Другой вывод, который мне хотелось бы сделать из очерка «Раздумья на Монмут-стрит», относится к области социологической и биографической. Дело в том, что повышенный интерес к преступному миру непосредственно связан у Диккенса — через лавки оценщиков, ростовщиков и старьевщиков — с непрочным положением его собственной семьи. Речь идет даже не о том, как жила семья в дни его детства, не о том, что отец его был заключен в Маршалси, и не о том, что его угнетала необходимость сидеть на одной скамье с простолюдинами всех возрастов на фабрике ваксы. По окончании школы Диккенс почти беспрерывно жил с родителями, сначала в Блумсбери, потом в более богатом районе Кэвендиш-Сквер. Теперь жизнь его была легкой и интересной и протекала в постоянном общении с людьми: с друзьями сестры Фанни из Королевской академии музыки и собственными его друзьями — адвокатскими клерками и журналистами, — приобретенными на службе, а также с умной и одаренной материнской родней, среди которой была тетка писателя, нарисовавшая первый его портрет (он изображен на нем восемнадцатилетним юношей), и дядюшка Бэрроу, доставший ему читательский билет в библиотеку Британского музея. Как легко понять из немногих сохранившихся писем и воспоминаний, Диккенс вел тогда вполне светскую жизнь среди множества приятелей, их сестер и знакомых и был вечно занят вечеринками, любительскими спектаклями, катаньем по реке, а всего больше флиртом.
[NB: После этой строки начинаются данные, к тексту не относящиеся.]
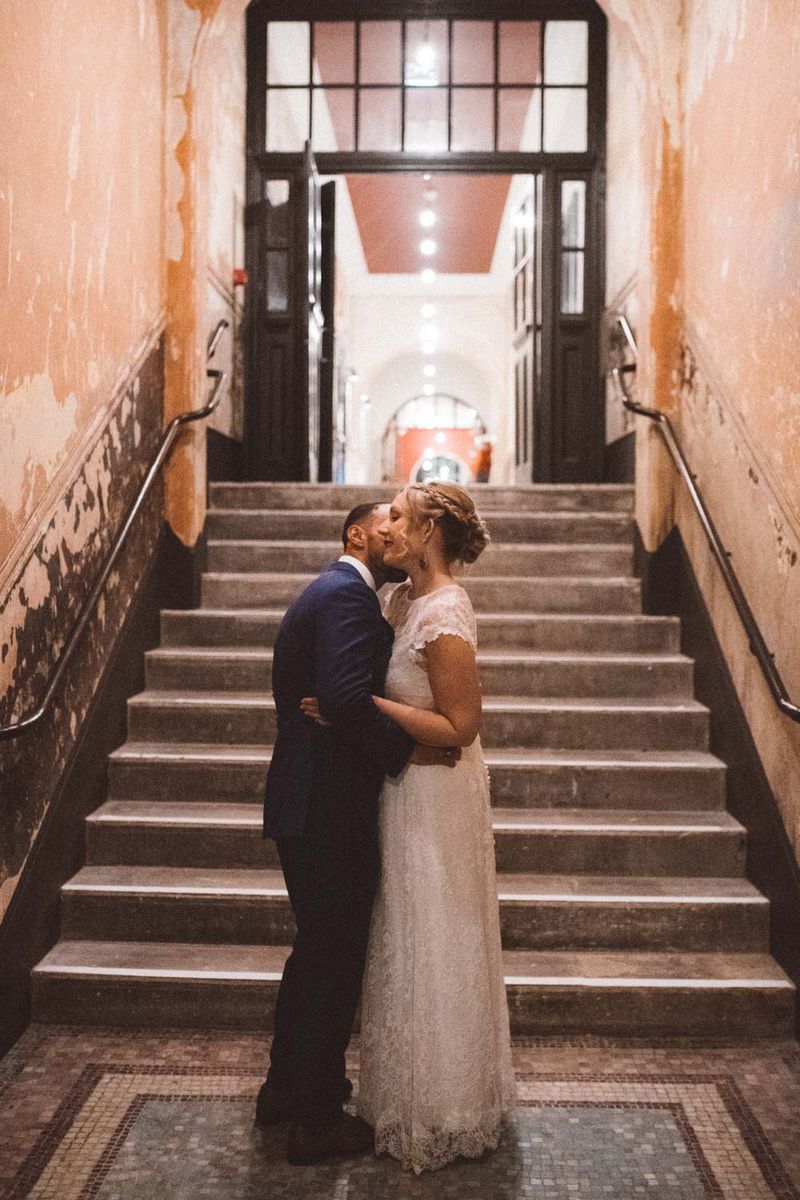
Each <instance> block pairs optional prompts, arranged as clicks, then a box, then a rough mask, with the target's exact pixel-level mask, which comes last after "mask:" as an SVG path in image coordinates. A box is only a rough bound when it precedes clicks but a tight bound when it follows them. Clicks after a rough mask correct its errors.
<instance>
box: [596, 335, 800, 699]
mask: <svg viewBox="0 0 800 1200" xmlns="http://www.w3.org/2000/svg"><path fill="white" fill-rule="evenodd" d="M614 320H615V323H616V324H618V325H619V328H620V330H621V332H622V336H624V338H625V342H626V343H627V346H628V349H630V350H631V354H632V355H633V361H632V362H625V364H622V365H620V366H614V367H612V368H610V370H609V372H608V374H609V376H610V378H612V379H613V380H614V383H615V385H616V388H618V389H619V394H620V397H621V401H622V404H624V406H625V408H626V409H627V410H628V412H630V413H636V414H637V415H638V416H646V418H648V420H650V421H655V422H656V424H657V426H658V430H660V432H661V436H662V437H663V439H664V442H666V444H667V449H668V450H669V454H670V455H672V458H673V462H674V463H675V467H676V468H678V472H679V474H680V476H681V479H682V480H684V482H685V484H686V487H687V490H688V494H690V497H691V500H692V504H693V505H694V510H696V512H697V515H698V517H699V521H700V524H702V527H703V532H704V534H705V538H706V541H708V544H709V546H710V548H711V553H712V556H714V558H715V560H716V564H717V566H718V568H720V571H721V572H722V578H723V580H724V583H726V587H727V588H728V592H729V594H730V599H732V600H733V602H734V607H735V610H736V612H738V614H739V619H740V620H741V623H742V625H744V628H745V632H746V634H747V641H748V644H750V650H751V654H753V655H754V656H756V659H757V660H758V665H759V667H760V668H762V673H763V676H764V678H765V679H766V684H768V686H769V690H770V692H771V695H772V698H774V701H775V703H776V704H777V707H778V708H780V710H781V712H782V713H783V714H784V715H786V716H788V718H790V720H793V721H798V722H800V706H798V704H795V703H794V702H793V700H792V698H790V696H789V692H788V690H787V686H786V684H784V683H783V679H782V678H781V673H780V671H778V670H777V667H776V666H775V654H774V653H772V650H770V649H769V648H768V646H766V642H765V641H764V635H763V634H762V631H760V629H759V626H758V622H757V620H756V617H754V616H753V611H752V608H751V607H750V605H748V602H747V598H746V596H745V593H744V592H742V589H741V584H740V582H739V577H738V576H736V572H735V571H734V569H733V565H732V562H730V551H729V550H726V548H724V546H723V544H722V539H721V538H720V534H718V533H717V530H716V527H715V524H714V521H712V520H711V515H710V512H709V510H708V508H706V506H705V502H704V499H703V497H702V496H700V492H699V488H698V486H697V475H694V474H693V472H692V470H691V469H690V466H688V462H687V460H686V455H685V454H684V451H682V449H681V445H680V442H679V440H678V436H676V433H675V430H674V427H673V424H672V421H670V420H669V418H668V416H667V414H666V413H662V412H661V409H660V408H646V407H645V406H644V404H639V403H638V401H636V400H633V397H632V395H631V392H630V389H628V388H627V386H626V384H625V379H626V377H627V376H633V374H634V373H636V368H637V362H638V349H637V344H636V338H634V337H633V331H632V330H631V326H630V324H628V322H627V318H626V317H625V314H624V313H614Z"/></svg>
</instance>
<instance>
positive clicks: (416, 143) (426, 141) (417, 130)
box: [404, 88, 447, 154]
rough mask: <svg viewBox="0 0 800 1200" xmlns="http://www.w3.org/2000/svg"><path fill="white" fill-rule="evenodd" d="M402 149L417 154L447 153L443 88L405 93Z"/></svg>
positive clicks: (418, 88) (412, 88)
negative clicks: (439, 151)
mask: <svg viewBox="0 0 800 1200" xmlns="http://www.w3.org/2000/svg"><path fill="white" fill-rule="evenodd" d="M404 149H405V150H413V151H416V152H419V154H435V152H438V151H443V150H446V149H447V92H446V91H445V89H444V88H441V89H440V88H435V89H433V90H429V89H427V88H409V89H408V90H407V92H405V146H404Z"/></svg>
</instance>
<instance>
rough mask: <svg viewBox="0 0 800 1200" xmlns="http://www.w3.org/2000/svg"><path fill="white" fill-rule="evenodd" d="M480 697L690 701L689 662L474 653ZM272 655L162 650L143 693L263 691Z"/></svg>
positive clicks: (153, 652)
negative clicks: (558, 696) (164, 691)
mask: <svg viewBox="0 0 800 1200" xmlns="http://www.w3.org/2000/svg"><path fill="white" fill-rule="evenodd" d="M477 662H479V667H480V673H481V683H482V689H483V695H486V696H491V695H498V694H499V695H504V694H518V695H531V696H565V695H584V696H602V695H606V696H612V695H620V696H661V697H662V698H663V697H686V696H691V695H692V671H693V664H692V660H691V659H687V658H685V656H684V655H680V654H674V655H669V654H661V655H654V654H627V655H613V654H566V653H553V652H551V653H523V652H513V650H480V652H479V655H477ZM271 674H272V652H271V650H267V649H254V648H252V647H246V648H236V647H163V648H160V649H156V650H149V652H148V653H146V654H145V679H146V686H148V688H149V689H152V690H158V689H164V690H167V691H169V690H180V689H184V688H186V689H188V690H191V691H201V690H205V689H207V690H211V691H213V690H221V691H222V690H225V689H230V690H231V691H240V690H242V691H243V690H249V689H253V690H254V691H264V690H265V689H266V688H269V685H270V680H271Z"/></svg>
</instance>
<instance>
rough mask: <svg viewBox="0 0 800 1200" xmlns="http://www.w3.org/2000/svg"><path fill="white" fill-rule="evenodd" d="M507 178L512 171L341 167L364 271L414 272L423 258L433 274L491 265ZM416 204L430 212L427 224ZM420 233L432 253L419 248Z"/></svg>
mask: <svg viewBox="0 0 800 1200" xmlns="http://www.w3.org/2000/svg"><path fill="white" fill-rule="evenodd" d="M511 179H512V176H511V175H433V176H431V179H429V180H426V179H425V178H423V176H422V175H408V174H402V175H348V176H347V184H348V190H349V192H350V199H351V202H353V210H354V212H355V218H356V223H357V226H359V233H360V235H361V244H362V246H363V253H365V258H366V260H367V268H368V270H369V272H371V274H373V275H415V274H419V272H420V271H421V270H422V269H423V268H426V266H432V268H433V269H434V270H435V271H437V274H453V275H461V274H475V275H482V274H486V272H488V271H491V270H492V257H493V254H494V247H495V244H497V239H498V233H499V229H500V222H501V220H503V212H504V210H505V205H506V200H507V198H509V188H510V186H511ZM426 193H427V198H426ZM434 193H435V194H434ZM423 209H431V210H432V211H433V212H435V216H437V220H435V223H434V224H433V226H432V227H431V228H423V227H422V226H421V224H420V212H421V211H422V210H423ZM426 238H429V239H432V240H433V241H434V242H435V247H437V248H435V251H434V253H433V254H431V256H425V254H422V252H421V251H420V242H421V241H422V240H423V239H426Z"/></svg>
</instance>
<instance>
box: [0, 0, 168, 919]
mask: <svg viewBox="0 0 800 1200" xmlns="http://www.w3.org/2000/svg"><path fill="white" fill-rule="evenodd" d="M163 41H164V38H163V29H162V23H161V17H160V8H158V4H157V2H156V0H114V4H109V2H108V0H79V2H78V0H73V2H68V0H24V2H23V0H7V2H6V4H4V5H2V8H1V10H0V77H1V78H2V84H4V122H2V151H1V154H0V280H1V284H0V329H1V330H2V356H1V358H0V371H1V376H0V722H2V724H5V722H6V721H7V720H10V719H11V718H12V716H14V718H19V716H20V715H23V712H25V710H28V712H29V710H31V709H32V708H34V707H35V704H36V702H37V701H38V700H40V698H41V695H42V690H43V685H44V683H46V680H47V678H48V677H49V674H50V672H52V670H53V667H54V666H55V661H56V659H58V654H59V652H60V649H61V647H62V646H64V642H65V640H66V637H67V636H68V634H70V631H71V630H72V628H73V626H74V623H76V618H77V614H78V612H79V608H80V604H82V602H83V600H84V599H85V596H86V594H88V592H89V590H90V588H91V584H92V583H94V581H95V578H96V577H97V574H98V570H100V568H101V565H102V560H103V556H104V554H106V553H107V552H108V547H109V542H110V540H112V538H113V534H114V533H115V530H116V528H118V527H119V524H120V523H121V521H122V517H124V515H125V511H126V508H127V506H128V505H130V503H131V500H132V497H133V492H134V490H136V486H137V485H138V482H139V481H140V479H142V475H143V474H144V470H145V469H146V466H148V461H149V457H150V456H151V455H152V454H154V451H155V443H156V442H157V438H158V436H160V432H161V427H162V409H163V352H162V330H163V310H164V299H166V275H164V268H163V258H164V247H163V234H162V228H163V221H162V212H163V178H162V162H163V116H162V114H163V76H162V66H163V60H164V55H163ZM160 520H161V512H160V497H158V496H157V494H155V493H154V497H152V503H151V504H150V505H149V508H148V511H146V517H145V518H140V520H139V521H138V522H137V526H136V528H134V529H133V534H132V538H131V540H130V544H128V548H127V550H126V552H125V554H124V556H122V558H121V559H120V560H119V564H118V569H116V570H115V572H114V575H113V576H112V580H110V581H109V586H108V589H107V593H106V595H104V598H103V600H102V601H101V605H100V606H98V610H97V613H96V616H95V619H94V620H92V623H91V625H90V628H89V629H88V631H86V634H85V636H84V640H83V642H82V649H80V655H79V656H78V658H77V659H76V660H74V661H73V664H72V666H71V668H70V672H68V674H67V678H66V680H65V684H64V689H62V695H61V698H60V702H59V703H58V704H56V706H54V708H53V709H52V710H50V713H49V714H48V716H47V719H46V721H44V722H43V724H42V726H40V727H38V728H37V731H36V732H34V733H28V734H26V736H25V737H24V738H22V739H19V740H18V742H12V743H6V744H4V746H2V748H1V749H2V754H1V755H0V757H1V758H2V763H1V764H0V778H2V781H4V788H2V791H4V804H2V815H1V816H0V827H1V828H0V846H1V847H2V853H1V854H0V918H1V917H2V913H4V912H5V910H6V906H7V904H8V901H10V899H11V895H12V894H13V892H14V888H16V884H17V881H18V878H19V874H20V871H22V869H23V866H24V863H25V860H26V857H28V853H29V851H30V847H31V846H32V844H34V841H35V839H36V835H37V832H38V828H40V826H41V822H42V820H43V817H44V814H46V811H47V806H48V804H49V802H50V799H52V797H53V794H54V792H55V788H56V786H58V782H59V779H60V775H61V773H62V772H64V769H65V766H66V763H67V762H68V760H70V756H71V754H72V751H73V749H74V744H76V739H77V737H78V733H79V730H80V724H82V721H83V719H84V716H85V715H86V713H88V710H89V707H90V704H91V700H92V696H94V691H95V689H96V686H97V683H98V680H100V678H101V677H102V674H103V671H104V668H106V665H107V662H108V656H109V654H110V652H112V649H113V646H114V643H115V638H116V637H118V635H119V630H120V628H121V624H122V622H124V619H125V613H126V611H127V607H128V605H130V601H131V596H132V595H133V593H134V589H136V586H137V582H138V580H139V578H140V576H142V572H143V571H144V568H145V565H146V562H148V554H149V553H150V552H151V550H152V542H154V540H155V538H156V535H157V530H158V526H160Z"/></svg>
На заднем плане: за развалинами прежнего здания только что отстроенный Британский музей.
У Диккенса рано появились друзья вне дома, лучшая половина которых доставляла ему в юности немало душевных тревог; но при этом он был предан своим родным, и его жизнь была неотделима от жизни семьи вплоть до самой женитьбы и даже несколько позже. Однако любовь к развлечениям, царившая в доме Диккенсов, была оборотной стороной их шаткого положения в обществе. Причина этого таилась не только в расточительности родителя, но также и в неустойчивом экономическом положении всего класса. Крестный Диккенса обанкротился; его великодушный и одаренный дядюшка Бэрроу, который так успешно начал было издавать «Миррор ов парламент», через несколько лет разорился, задолжав огромную сумму. Они не принадлежали к богеме и, уж конечно, не были прожигателями жизни, но при этом их благополучие всегда висело на волоске. В 1834 году, когда Диккенс уже стал «Бозом», отец его снова был арестован за долги. На этот раз Диккенс не пожелал остаться сторонним наблюдателем отцовских промахов. Он снял для матери и остальных домочадцев квартиру подешевле, выплатил долг отца и переехал с любимым братом Фредом в комнаты на Фернивалс-Инн. Так кончилась его жизнь в семье.
Подобно другим собратьям-литераторам, он вырос в семье, которая жила не по средствам и положение которой было неустойчивым. Впрочем, именно в молодые годы он понял, по какому тонкому льду ступали почтенные викторианцы. Наверное, это мешало ему хоть на минуту отделаться от страшной мысли, что подо льдом находится подводное царство, где заточены непонятные, мерзкие, лишенные надежды существа — преступники. И он не знал жалости к ним, как белые бедняки не знают жалости к неграм. Если его любимый отец был посажен в тюрьму всего лишь за неуплаченный долг, то, уж конечно, надо сурово наказывать «настоящих преступников», в чьих душах навсегда укоренилось злодейство. Но подобно Достоевскому, он все время ощущал присутствие этих людей, не мог не думать о них.